As the material of the cylindrical member, besides polyethylene, polyester, nylon, or another suitable plastic material can be used. In addition, it is not limited to plastic materials, but stainless steel,
Metal materials such as aluminum and copper can also be used. Further, the cylindrical member may be formed of a plurality of layers of materials selected from these materials. Note that the cylindrical member does not mean a geometrical cylindrical shape, but a third member.
As in the embodiment of the present invention, it is also possible to include a structure in which a connection portion with a support wire is added, and may have any shape as long as a substantially cylindrical space is formed therein.

[0038]

As is apparent from the above description, according to the present invention, a plurality of tape-shaped optical fiber cores are laminated, a cushioning filler is provided around the core, and a space factor of 10 is provided.
By arranging it at about 50% and storing it in a cylindrical space, it is possible to obtain an optical fiber cable having good initial transmission loss and loss increasing characteristics at low temperatures. In particular, it is effective when applied to overhead optical fiber cables, underground optical fiber cables, and the like.

[Brief description of the drawings]

FIG. 1 is a sectional view of a first embodiment of the optical fiber cable of the present invention.

FIG. 2 is a diagram showing measurement results of a prototype example.

FIG. 3 is a sectional view of a second embodiment of the optical fiber cable of the present invention.

FIG. 4 is a sectional view of a third embodiment of the optical fiber cable of the present invention.

FIG. 5 is a sectional view of a fourth embodiment of the optical fiber cable of the present invention.

FIG. 6 is a sectional view of a fifth embodiment of the optical fiber cable of the present invention.

FIG. 7 is a sectional view of a sixth embodiment of the optical fiber cable of the present invention.

[Explanation of symbols]

DESCRIPTION OF SYMBOLS 1 ... Tape-shaped optical fiber core wire, 2 ... Cushioning filler, 3 ... Cylindrical member, 4 ... Sheath, 5 ... Tension member, 6 ... Plastic tube, 7 ... Holding coil, 8 ... Tube, 9 ... Tension member.

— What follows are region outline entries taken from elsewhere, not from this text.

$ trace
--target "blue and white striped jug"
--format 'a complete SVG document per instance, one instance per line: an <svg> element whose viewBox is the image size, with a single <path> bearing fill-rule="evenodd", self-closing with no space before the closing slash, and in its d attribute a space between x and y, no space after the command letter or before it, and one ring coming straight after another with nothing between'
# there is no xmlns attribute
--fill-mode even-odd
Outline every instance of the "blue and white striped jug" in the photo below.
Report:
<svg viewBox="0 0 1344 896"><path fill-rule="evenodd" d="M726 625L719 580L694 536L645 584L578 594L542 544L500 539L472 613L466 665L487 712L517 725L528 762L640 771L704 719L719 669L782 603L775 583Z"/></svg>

 ──────────────────────────────────────────────────続 き Continuing on the front page (72) Inventor Yoshiyuki Suetsugu 1-chome, Taya-cho, Sakae-ku, Yokohama-shi, Kanagawa Prefecture Sumitomo Electric Industries, Ltd. Yokohama Works (72) Inventor Hideyuki Iwata 3-9-1, Nishishinjuku, Shinjuku-ku, Tokyo No. Japan Telegraph and Telephone Corporation

Claims (7)

[Claims] 1. An optical fiber cable having a structure in which a plurality of tape-shaped optical fiber cords are laminated, a cushioning filler is disposed around the plurality of optical fibers, and is housed in a cylindrical space. An optical fiber cable, wherein a space factor of the cushioning filler in a space excluding the tape-shaped optical fiber core is 10 to 50%. 2. The optical fiber cable according to claim 1, wherein the plurality of tape-shaped optical fiber cores are formed of one or more types of four to twelve cores. 3. The optical fiber cable according to claim 1, wherein the cylindrical space is formed by extruding a plastic material around the cushioning filler. 4. The optical fiber cable according to claim 1, wherein the cylindrical space is formed of a metal tube formed on an outer periphery of the cushioning filler. 5. The method according to claim 1, wherein the cushioning filler is formed by laminating a tape-shaped optical fiber core and twisting it in one direction or reversing the direction.
The optical fiber cable according to any one of claims 4 to 4. 6. The optical fiber cable according to claim 1, wherein the cushioning filler is a yarn or a fiber bundle. 7. The optical fiber cable according to claim 1, wherein the cushioning filler has water absorbency.